The Hebrews passage teaches us something similar. One of our assurances of our adoption as sons is the fact that God chastens us. He doesn’t spank the neighbor kids, but rather His own (vv. 5-6). We should endure chastening, knowing it to be a mark of sonship (v. 7). If you don’t receive this kind of correction, then that is a sign that you are a rejected bastard, and no legitimate heir (v. 8). And if we revered our earthly fathers who did this, then how much more should we do the same with the Father of spirits (v. 9)? Our earthly fathers did it with temporal goals in view, but God has our ultimate holiness in mind (v. 10). Notice that while the divine and human goals might differ, the process of discipline is similar enough to compare them.

The Cold Concrete of Covenant

The illustration here is aimed at the relationship between parents and children, but it actually applies to all your relationships—so keep that in mind. But settle all of this in your minds first with regard to your marriage, and the children God has blessed you with.
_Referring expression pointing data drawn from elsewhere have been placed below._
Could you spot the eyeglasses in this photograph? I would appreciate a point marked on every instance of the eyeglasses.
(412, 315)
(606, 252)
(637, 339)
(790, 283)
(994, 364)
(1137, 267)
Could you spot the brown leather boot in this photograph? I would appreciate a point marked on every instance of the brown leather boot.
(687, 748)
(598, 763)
You build your household the same way you build a house. Go down into your basement and look at the concrete walls. They are hard, cold, straight, and gray. There is no warmth to them at all. They are not approachable, or cuddly. And because there is no warmth there, it is possible to have warmth elsewhere in the living areas. So now go upstairs and look at the living room—pillows on the sofa, curtains, soft carpet, pictures on the wall. The surroundings there are truly pleasant. But the only reason anything is pleasant is because the concrete is where the concrete is, and the living room stuff is in the living room. Try to roll up the carpet, gather the cushions, throw on the sofa, and then attempt to erect a stud wall on that.

It will be the wobbliest thing in the world, and this would explain why your family interactions are so full of so much unedifying drama. You are trying to build a happy family on a pile of throw pillows. Like the house in the Lord’s illustration, it will not withstand any kind of storm (Matt. 7:24-27).

The Greatest Act of Love

What was the greatest act of love ever performed by a human being? The answer to that question has to be the love that Christ showed on the cross for us when He laid down His life as a sacrifice for sin—doing this when we were still in rebellion, still in our sins. “But God commendeth his love toward us, in that, while we were yet sinners, Christ died for us” (Romans 5:8). This was the greatest act of love ever, and it is the template for measuring every other act of love (1 Pet. 2:21; Eph. 5:25).

And yet, Christ didn’t feel like it. “Then saith he unto them, My soul is exceeding sorrowful, even unto death: tarry ye here, and watch with me” (Matthew 26:38). And on the basis of what He felt, He prayed earnestly in the Garden of Gethsemane—asking His Father three times if the cup could pass from Him. “And he left them, and went away again, and prayed the third time, saying the same words” (Matthew 26:44). And so He obeyed the will of His Father, from the heart, and He did so for the joy that was set before Him. That joy was not behind Him, pushing, but there before Him, beckoning—the way a field of grain beckons a farmer doing the hard work of plowing the field months beforehand (Heb. 12:11).

This is all the love of God for us.

“Behold, what manner of love the Father hath bestowed upon us, that we should be called the sons of God: therefore the world knoweth us not, because it knew him not.”

1 John 3:1 (KJV)

The love we experience in our salvation is a triune love. God so loved the world that He gave His only begotten Son (John 3:16). Everything the Son sees the Father doing, He also does, love included. “As the Father hath loved me, so have I loved you: continue ye in my love” (John 15:9). And the love of God is shed abroad in our hearts by the Holy Spirit (Rom. 5:5). The persons of the Godhead always work together in harmonious unity.

So there was love in the assignment of the mission, there was love in the execution of the mission, and love in the application of the mission. It began with love, and it ends with love, but never forget there was agony in the middle. In the midst of everything, it was no fun at all. The Lord Jesus did not go to the cross on an emotional high. So our Savior was no sentimentalist, and neither should you be.